Nominal Unit Labour Costs: a crooked macro indicator

The post 2008 decline of Macro Nominal Unit Labour Costs (NULC) in Ireland was not caused by austerity of wage restraint. It was caused by the housing bust (source: Eurostat, CBS). Which can’t be explained by neoclassical macro models. But which can be explained by simple arithmetic.


The bust led to the almost complete (from the top of my head: -93% at one point!) demise of ‘high NULC’ housing construction, which caused a decline of average macro NULC in Ireland – even when average wages did not change…. But this is not the only problem with the often used variable NULC (look here how Mario Draghi used it to push wage cuts).

In the, basically, ‘one consumer-producer, one product’ economy of neoclassical macro models, the only really important cost of production of the one good are wages which makes unit wages costs the indicator of competitivety. In a rare attempt at direct quantification of a neoclassical variable, this variable is often equated to NULC, or average wage costs per unit of real GDP. This metric has lots of flaws. Look here and here -it is severely crooked.


* For one thing, a shift from self-employed labour to wage labour will result in an increase in wages (and a decline in ‘mixed income) costs without any kind of increase in production and, therewith, to higher NULC. Clearly, the ‘one homogenous consumer-producer’ assumption makes us misunderstand the increase of NULC in Greece before 2008, when many of its self-employed shifted to wage labour. Or to understand developments in Spain, as a the increase of employment in Spain before 2008 was to a largely caused by increased labour participation of women, which tended to have a lower rate of self employment.

* Also, the one product assumption makes us misunderstand developments in Spain and Ireland, where the housing boom led, as construction is characterized by a relatively high NULC, to an increase of the NULC while the opposite happened during the bust.

* One can of course make a straight hit with a crooked bat: maybe lower NULC are, after all, a sign of increased competitivety and do lead to sustained recovery and job growth. But no. Japan managed to decrease NULC almost continuously after 1998, but (largely due to an appreciating Yen) the competitive position of Japan did not really improve.  Mind that the East Asian countries after the 1998 crisis took recourse to external devaluation, which worked within a year (Greece, however, after five years etc. etc.). Not because exports boomed – but because, as contrary to the situation in Greece and Japan nominal wages did not decline, domestic producers could, thanks to the lower exchange rate, tap a larger part of total domestic demand. Singapore did pursue a little wage cutting, but not by cutting take at home way but by decreasing the amount of money going to the pension fund (central provident fund), to keep domestic demand stable. Mind also that the present recoveries in Europe (Spain) are largely dependent on increasing domestic demand. Which is possible because of a combination of slowly increasing wages – and decreasing consumer prices.

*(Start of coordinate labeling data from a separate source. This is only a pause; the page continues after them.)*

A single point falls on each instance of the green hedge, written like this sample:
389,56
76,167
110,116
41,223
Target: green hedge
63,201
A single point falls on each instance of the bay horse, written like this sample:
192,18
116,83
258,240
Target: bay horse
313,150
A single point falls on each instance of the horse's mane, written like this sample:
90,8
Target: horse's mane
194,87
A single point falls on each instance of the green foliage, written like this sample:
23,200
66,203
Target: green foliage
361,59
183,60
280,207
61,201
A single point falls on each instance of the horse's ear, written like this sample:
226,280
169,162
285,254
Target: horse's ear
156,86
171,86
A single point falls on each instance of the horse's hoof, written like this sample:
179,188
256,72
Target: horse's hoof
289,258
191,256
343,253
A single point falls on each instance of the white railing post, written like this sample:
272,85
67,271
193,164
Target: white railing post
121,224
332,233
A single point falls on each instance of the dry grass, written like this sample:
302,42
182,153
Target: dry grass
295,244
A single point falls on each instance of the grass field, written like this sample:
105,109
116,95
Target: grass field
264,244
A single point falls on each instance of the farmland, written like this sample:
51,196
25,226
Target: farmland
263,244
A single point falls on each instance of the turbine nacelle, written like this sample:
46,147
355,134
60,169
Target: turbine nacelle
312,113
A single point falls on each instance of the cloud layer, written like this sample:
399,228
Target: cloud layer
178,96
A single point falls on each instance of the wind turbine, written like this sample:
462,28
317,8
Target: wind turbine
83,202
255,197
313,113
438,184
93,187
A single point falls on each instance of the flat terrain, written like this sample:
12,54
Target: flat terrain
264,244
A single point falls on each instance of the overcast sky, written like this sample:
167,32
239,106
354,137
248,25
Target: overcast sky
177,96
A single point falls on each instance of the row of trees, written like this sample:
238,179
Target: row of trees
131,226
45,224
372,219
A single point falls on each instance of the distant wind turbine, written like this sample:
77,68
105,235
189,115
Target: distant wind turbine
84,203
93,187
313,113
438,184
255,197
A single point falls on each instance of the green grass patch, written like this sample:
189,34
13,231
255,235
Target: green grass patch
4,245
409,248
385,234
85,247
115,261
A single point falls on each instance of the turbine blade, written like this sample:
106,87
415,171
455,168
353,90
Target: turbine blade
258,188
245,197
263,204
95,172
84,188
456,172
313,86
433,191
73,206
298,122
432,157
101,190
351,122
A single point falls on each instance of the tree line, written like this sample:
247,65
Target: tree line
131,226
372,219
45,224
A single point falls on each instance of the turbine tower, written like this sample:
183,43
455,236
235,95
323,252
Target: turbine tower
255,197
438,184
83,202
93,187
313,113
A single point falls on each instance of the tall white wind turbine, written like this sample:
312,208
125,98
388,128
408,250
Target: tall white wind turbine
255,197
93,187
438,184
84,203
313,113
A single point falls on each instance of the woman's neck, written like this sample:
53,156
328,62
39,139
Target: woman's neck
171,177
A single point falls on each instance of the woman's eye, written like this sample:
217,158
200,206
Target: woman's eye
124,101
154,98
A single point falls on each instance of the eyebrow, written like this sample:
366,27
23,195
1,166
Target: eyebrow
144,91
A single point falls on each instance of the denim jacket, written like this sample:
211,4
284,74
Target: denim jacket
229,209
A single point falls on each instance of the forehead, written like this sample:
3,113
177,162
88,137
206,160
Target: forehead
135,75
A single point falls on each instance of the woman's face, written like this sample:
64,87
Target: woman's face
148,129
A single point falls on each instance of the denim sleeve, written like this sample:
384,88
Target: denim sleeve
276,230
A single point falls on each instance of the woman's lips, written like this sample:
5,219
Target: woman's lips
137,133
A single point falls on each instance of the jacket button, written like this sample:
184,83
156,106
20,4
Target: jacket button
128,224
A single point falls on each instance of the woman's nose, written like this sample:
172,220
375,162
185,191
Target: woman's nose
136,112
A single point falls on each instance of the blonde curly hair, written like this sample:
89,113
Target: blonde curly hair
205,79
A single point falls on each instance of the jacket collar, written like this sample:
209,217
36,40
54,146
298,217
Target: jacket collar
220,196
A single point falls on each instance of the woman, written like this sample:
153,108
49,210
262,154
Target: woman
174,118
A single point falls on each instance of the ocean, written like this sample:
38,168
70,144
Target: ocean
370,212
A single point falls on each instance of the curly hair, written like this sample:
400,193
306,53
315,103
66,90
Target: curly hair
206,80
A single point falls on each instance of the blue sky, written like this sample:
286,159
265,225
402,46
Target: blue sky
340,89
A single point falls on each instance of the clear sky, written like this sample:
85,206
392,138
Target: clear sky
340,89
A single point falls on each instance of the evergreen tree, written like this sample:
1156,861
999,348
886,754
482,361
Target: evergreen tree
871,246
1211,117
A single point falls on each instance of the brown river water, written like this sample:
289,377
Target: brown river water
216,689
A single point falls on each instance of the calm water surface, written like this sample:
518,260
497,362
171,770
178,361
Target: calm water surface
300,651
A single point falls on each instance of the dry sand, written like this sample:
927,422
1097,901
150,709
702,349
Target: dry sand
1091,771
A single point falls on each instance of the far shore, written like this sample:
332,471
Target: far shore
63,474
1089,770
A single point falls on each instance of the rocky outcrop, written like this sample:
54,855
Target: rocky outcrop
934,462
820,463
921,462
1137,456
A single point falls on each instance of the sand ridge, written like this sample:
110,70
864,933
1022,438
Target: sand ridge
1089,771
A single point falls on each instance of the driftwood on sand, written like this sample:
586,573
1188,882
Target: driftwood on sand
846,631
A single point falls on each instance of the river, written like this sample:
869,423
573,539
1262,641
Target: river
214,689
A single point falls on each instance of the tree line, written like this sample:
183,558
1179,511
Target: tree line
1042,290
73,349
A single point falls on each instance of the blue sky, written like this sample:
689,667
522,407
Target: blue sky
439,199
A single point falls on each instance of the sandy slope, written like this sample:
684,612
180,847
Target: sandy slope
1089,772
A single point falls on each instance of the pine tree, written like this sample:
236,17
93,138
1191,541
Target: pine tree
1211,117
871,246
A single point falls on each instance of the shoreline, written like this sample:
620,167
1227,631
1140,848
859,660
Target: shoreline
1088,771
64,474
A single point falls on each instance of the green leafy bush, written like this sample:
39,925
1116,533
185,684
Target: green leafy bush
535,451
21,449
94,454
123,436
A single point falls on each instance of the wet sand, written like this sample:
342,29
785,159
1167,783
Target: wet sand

Aside – the neoclassical macro model is of course just another version of the Robinson Crusoe fantasy, surviving alone on an island. I mean – we’re ruled by men who fantasize about being alone on such an island…

p.S. – the picture is a subspecies of beech which grows on the Montagne de Reims (les faux, great place to wander).

  1. April 7, 2015 at 11:31 am

    Reblogged this on Arjen polku and commented:
    I find this debunking of the use of NULC fascinating.

  2. paololeon
    April 7, 2015 at 1:30 pm

    I woud like to refer readers to my “Capitalism and the State”, in Italian, I am afraid (1963), Edited by Castelvecchi. There, nulc come to nothing as an indicator, precisely because families started to buy assets and incur liabilities, in and out the labour market, and since the increase in wealth more or less compensated the decrease in wages (as a share of GDP) their bargaining power ad workers diminished drastically When they ha to sacrifice assets for keeping their relative/absolute life standard, the financial market collapsed.